C’è grande attesa in Israele per l’annuncio di Benny Gantz, un fiero oppositore alle politiche di Netanyahu: il ministro rilascerà un comunicato sabato alle 21.40 ora italiana. Si prevede, ma la politica israeliana è molto bizantina, che il leader di Unità nazionale annunci il ritiro del suo partito centrista dal governo. La mossa significherebbe che sta adempiendo all’ultimatum che ha lanciato a Netanyahu il mese scorso chiedendo un impegno per una road map per Gaza che includa la stipulazione di chi potrebbe governare la Striscia in uno scenario in cui Hamas sia sconfitto. Il ministro aveva dato un ultimatum all’esecutivo, in polemica con la «mancanza di strategia».

Nel frattempo non ci sono sforzi da parte dei partiti della coalizione per garantire che Gantz rimanga dopo la scadenza dell’8 giugno. L’esecutivo non ha nemmeno preso in esame le sue richieste. Gantz ha subìto pressioni da parte di alcuni politici per rimanere al governo, dopo essersi unito alla coalizione pochi giorni dopo l’assalto di Hamas del 7 ottobre per formare un governo di emergenza in tempo di guerra.

Netanyahu intanto ha superato il 30 maggio, secondo un sondaggio dalla tv Canale 12, proprio Benny Gantz, che per tutto questo tempo è stato invece in testa. Il 36 per cento sceglie Bibi, contro un 30 per cento a favore di Gantz. A confermare la sorpresa c’è anche la riduzione della forbice dei consensi tra Unità nazionale di Gantz e il Likud di Netanyahu: 25 seggi alla Knesset per il primo, 21 per il secondo, che è in risalita. A dicembre scorso un altro sondaggio, sempre di Canale 12, attribuiva 37 seggi a Gantz e 18 a Netanyahu: un abisso. Non è dunque certo cosa Gantz deciderà di fare. Il 3 giugno, come evidenzia il Times of Israel, il deputato ha rifiutato di parlare con i media. Ma ormai sembra che Gantz non voglia tornare sui suoi passi.

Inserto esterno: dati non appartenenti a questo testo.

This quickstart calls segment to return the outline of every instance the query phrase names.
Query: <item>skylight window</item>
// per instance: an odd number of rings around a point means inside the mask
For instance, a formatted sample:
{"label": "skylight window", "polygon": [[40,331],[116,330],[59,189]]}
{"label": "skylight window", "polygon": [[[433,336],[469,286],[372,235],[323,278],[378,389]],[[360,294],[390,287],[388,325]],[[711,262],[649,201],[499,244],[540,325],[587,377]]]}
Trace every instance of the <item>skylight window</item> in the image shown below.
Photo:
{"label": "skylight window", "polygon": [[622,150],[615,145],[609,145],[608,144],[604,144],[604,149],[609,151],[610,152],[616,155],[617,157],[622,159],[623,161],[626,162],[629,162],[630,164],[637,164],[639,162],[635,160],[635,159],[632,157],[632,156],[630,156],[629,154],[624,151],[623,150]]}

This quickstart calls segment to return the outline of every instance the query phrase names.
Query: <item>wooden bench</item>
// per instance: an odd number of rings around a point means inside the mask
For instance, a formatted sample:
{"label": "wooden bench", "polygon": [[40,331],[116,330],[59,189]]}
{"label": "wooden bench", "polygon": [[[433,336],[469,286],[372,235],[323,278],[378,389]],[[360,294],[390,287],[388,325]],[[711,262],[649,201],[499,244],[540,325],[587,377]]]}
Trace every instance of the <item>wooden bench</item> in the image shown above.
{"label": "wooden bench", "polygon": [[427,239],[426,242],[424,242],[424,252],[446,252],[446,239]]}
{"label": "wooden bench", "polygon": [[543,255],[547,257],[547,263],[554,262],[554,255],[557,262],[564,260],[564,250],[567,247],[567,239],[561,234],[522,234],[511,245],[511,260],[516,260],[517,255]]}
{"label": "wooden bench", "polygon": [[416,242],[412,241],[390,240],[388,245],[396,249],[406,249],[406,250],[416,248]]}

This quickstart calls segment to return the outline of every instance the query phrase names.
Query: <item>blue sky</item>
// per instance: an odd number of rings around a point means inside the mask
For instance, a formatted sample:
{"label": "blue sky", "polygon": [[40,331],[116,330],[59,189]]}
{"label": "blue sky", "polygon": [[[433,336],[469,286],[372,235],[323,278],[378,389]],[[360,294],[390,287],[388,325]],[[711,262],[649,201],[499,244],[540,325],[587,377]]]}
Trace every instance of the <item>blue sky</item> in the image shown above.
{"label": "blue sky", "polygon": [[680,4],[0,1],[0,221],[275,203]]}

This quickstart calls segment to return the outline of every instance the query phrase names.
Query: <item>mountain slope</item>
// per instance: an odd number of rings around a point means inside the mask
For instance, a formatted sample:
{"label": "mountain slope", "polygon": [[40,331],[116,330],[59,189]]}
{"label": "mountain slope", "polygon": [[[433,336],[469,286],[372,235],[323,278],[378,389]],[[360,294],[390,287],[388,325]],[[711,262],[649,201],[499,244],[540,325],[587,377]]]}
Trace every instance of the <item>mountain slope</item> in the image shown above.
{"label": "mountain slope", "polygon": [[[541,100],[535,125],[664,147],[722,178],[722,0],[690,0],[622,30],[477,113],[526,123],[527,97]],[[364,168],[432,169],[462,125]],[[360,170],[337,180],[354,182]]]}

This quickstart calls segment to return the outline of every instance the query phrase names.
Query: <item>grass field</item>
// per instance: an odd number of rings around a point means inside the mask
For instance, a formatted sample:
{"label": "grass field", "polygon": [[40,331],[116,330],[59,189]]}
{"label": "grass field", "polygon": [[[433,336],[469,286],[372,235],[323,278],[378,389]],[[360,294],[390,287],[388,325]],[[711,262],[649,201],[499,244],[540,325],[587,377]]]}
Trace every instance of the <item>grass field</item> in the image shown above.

A dare ragione alle riserve di Gantz arriva un rapporto della Cia circolato tra i vertici dell’amministrazione Usa che conclude che Netanyahu ritiene che possa andare avanti senza definire un piano post guerra a Gaza, sfidando quindi le pressioni che arrivano dall’amministrazione Biden per mettere fine al conflitto. Nel documento, reso noto dalla Cnn, si afferma che il premier israeliano «probabilmente ritiene che possa mantenere il sostegno dei suoi vertici di sicurezza ed evitare defezioni» da parte dei membri di estrema destra della sua coalizione limitandosi a discutere del futuro di Gaza in «termini vaghi». Esattamente le accuse di Gantz.

Al Congresso

In questa situazione ricca di colpi di scena il primo ministro israeliano ha accettato l’invito dei leader dei partiti repubblicano e democratico a rivolgersi ai legislatori del Congresso degli Stati Uniti il prossimo 24 luglio. La visita giunge nel mezzo di una crescente pressione affinché Israele e i militanti di Hamas accettino un cessate il fuoco permanente che ponga fine alla guerra nella Striscia. Nel mentre Israele affronta un forte isolamento diplomatico per l’elevato numero di morti a Gaza e per la sofferenza della popolazione civile ridotta allo stremo.

Infine, il presidente degli Stati Uniti, Joe Biden, ha affermato in un’intervista alla Nbc che Netanyahu ha recepito i suoi avvertimenti contro una grande offensiva militare a Rafah, adattando i piani dell’Idf a un’operazione più mirata. «Penso che mi stia ascoltando. Stavano per entrare a Rafah a tutta forza... Non l’hanno fatto», ha sottolineato. Quanto alla proposta di accordo, presentata proprio da Biden, Israele ha detto «pubblicamente» di essere d’accordo e anche «gli europei sono d’accordo». «Dobbiamo ottenere un cessate il fuoco», ha affermato l’inquilino della Casa Bianca, riconoscendo tuttavia che «è un momento molto difficile». La proposta come è stata presentata ha scatenato contrasti interni al governo dello Stato ebraico, con l’ala dell’estrema destra, lasciando in dubbio se Netanyahu procederà. Dubbi che per Gantz sono certezze.